2021年3月26日金曜日

欧州から中国への制裁

先日、EUが中国の進める新疆ウイグル自治区に対する人権弾圧に対抗し、新疆生産建設兵団公安局に対する制裁を発表しました。
これは、天安門事件に対する制裁以来、32年振りの措置です。
天安門事件は教科書に出てくるほどの事件ですが、現状がそれに匹敵する状態という認識なんでしょう。
人権問題を強く意識する欧州の、中国に対するこの認識については、今後の動向を考える上で非常に重要な事項になります。
人権の問題を絡めた外交問題は、やたらと長引く傾向がありますからね。
制裁を受ける中国にとっても、ウイグルの件は内政問題との認識ですし、圧力に屈しての立場の変更は、一党独裁を揺るがす事態に進展する可能性すらありますから、そう簡単には受け入れることができないわけです。
昨年末に、ドイツが前掛かりとなってEUと中国の間で駆け込み合意した包括投資協定も、元々、人権問題に関する疑念から欧州議会の各会派は後ろ向きでしたが、この制裁発動を受けて批准がどうなるか分からくなりました。

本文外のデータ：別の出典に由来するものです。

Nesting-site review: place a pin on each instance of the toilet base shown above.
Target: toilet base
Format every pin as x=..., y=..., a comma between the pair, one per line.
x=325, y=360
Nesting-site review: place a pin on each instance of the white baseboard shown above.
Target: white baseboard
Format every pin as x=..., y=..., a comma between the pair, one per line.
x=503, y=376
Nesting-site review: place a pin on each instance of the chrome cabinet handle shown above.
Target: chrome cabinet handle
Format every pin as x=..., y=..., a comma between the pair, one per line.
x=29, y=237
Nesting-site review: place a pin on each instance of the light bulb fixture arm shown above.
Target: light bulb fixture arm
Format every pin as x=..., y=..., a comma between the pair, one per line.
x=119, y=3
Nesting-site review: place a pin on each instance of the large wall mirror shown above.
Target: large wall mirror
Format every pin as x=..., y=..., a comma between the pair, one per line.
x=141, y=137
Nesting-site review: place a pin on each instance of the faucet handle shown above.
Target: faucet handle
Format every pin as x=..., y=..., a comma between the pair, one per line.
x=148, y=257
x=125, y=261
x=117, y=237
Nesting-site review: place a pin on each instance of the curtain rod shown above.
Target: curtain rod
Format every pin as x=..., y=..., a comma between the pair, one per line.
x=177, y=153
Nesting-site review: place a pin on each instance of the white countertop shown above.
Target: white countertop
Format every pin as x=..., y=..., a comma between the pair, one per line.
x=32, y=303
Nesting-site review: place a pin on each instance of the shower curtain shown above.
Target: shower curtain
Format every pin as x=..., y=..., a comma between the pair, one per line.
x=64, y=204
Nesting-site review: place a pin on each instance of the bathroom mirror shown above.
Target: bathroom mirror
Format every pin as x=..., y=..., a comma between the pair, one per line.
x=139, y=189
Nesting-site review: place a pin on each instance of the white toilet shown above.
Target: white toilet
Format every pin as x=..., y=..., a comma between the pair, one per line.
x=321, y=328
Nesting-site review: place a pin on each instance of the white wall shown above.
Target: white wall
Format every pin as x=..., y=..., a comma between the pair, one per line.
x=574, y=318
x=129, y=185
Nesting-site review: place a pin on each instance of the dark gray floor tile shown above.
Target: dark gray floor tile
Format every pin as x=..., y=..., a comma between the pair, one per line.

また、この制裁に同調して、アメリカとカナダ、イギリスが同じく制裁を発表しており、欧州だけではなく、欧米対中国の様相が深まってきましたね。
これに先立って行われたアメリカと中国の2+2会談でも、異例とも言える非難の応酬があり、トランプ政権からバイデン政権に代わってどう変わるか注目されていた米中関係も、人権問題がより強く加味されたことで、益々折り合いがつきにくくなった印象ですね。
トランプ前大統領は、政権末期は人権問題も非難していましたが、基本的にはビジネスマンらしく商人的スタンスであったのに対し、バイデン大統領は王道リベラルの立ち位置ですから。

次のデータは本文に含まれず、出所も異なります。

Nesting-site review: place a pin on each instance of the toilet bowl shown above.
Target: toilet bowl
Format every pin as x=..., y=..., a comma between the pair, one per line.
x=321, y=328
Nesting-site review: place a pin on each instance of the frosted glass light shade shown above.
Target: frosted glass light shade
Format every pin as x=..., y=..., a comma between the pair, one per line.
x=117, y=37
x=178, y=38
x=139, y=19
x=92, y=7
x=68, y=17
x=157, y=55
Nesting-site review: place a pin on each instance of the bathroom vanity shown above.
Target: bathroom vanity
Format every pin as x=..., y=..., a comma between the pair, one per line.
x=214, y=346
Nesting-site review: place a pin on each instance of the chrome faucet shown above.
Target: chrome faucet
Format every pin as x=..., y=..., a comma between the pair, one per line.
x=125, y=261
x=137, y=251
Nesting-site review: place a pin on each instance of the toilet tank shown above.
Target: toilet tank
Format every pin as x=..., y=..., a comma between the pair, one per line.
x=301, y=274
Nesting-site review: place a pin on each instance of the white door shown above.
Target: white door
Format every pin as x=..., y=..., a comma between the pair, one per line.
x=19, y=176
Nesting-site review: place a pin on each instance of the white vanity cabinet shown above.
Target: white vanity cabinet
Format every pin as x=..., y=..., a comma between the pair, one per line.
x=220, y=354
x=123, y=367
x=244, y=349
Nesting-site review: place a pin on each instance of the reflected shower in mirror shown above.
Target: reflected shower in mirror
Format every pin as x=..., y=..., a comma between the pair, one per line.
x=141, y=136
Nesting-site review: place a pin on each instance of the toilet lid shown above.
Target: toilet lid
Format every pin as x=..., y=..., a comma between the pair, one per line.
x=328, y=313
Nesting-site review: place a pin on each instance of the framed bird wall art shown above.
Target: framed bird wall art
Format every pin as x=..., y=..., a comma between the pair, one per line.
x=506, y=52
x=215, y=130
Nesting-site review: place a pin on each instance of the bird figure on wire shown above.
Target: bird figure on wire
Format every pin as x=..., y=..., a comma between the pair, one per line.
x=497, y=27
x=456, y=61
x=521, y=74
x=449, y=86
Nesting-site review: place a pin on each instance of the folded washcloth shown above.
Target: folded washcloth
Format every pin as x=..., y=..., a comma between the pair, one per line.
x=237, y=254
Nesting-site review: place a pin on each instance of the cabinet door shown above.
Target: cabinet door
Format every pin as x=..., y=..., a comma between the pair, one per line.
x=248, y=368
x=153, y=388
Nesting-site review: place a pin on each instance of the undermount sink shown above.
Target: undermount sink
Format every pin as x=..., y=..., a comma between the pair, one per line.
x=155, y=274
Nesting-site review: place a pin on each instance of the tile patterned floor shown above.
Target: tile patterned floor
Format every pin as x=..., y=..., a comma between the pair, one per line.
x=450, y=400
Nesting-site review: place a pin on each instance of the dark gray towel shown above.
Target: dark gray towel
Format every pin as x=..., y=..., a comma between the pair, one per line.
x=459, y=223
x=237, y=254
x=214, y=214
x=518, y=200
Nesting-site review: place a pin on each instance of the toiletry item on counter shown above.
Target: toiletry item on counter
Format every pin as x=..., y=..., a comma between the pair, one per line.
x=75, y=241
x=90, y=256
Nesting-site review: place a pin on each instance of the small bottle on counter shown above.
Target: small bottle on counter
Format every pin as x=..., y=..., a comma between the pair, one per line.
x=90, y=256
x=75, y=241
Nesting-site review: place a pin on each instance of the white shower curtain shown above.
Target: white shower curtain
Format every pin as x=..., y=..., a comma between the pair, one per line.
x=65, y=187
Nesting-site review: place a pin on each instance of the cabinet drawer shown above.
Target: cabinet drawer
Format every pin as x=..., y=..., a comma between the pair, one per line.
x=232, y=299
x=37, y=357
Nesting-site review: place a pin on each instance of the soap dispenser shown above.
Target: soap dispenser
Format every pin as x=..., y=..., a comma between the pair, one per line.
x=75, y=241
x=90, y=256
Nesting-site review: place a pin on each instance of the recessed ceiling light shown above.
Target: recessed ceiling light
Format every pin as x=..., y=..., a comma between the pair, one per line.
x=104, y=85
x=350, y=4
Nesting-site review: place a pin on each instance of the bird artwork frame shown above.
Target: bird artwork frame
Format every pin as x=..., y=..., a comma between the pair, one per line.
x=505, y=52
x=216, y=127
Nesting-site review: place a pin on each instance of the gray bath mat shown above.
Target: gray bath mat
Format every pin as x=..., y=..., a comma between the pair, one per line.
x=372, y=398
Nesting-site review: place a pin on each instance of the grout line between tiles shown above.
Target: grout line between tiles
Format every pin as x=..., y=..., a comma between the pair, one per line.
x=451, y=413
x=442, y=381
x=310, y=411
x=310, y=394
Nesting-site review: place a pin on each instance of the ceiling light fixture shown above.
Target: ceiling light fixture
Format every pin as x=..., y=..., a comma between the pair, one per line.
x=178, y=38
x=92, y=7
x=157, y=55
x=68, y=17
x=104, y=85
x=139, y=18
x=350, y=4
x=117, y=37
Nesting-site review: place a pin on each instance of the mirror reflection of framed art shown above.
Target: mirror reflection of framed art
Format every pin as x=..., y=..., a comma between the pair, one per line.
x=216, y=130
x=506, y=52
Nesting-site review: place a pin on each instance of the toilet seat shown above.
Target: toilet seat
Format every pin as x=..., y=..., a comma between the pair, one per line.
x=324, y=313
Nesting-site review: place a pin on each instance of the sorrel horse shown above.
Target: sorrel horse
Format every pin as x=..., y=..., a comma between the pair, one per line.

しかしながら、中国の覇権主義を見過ごしてきたのも、バイデン大統領が副大統領を務めていたオバマ政権時代ですから、大統領自身にも責任の一端はあると言えます。
ネット上の素人評論家でさえ読めていた今の状況を読めなかったというのは、政治的なセンスの無さの顕れでもあるんですが、今後の交渉で挽回を期待したいですね。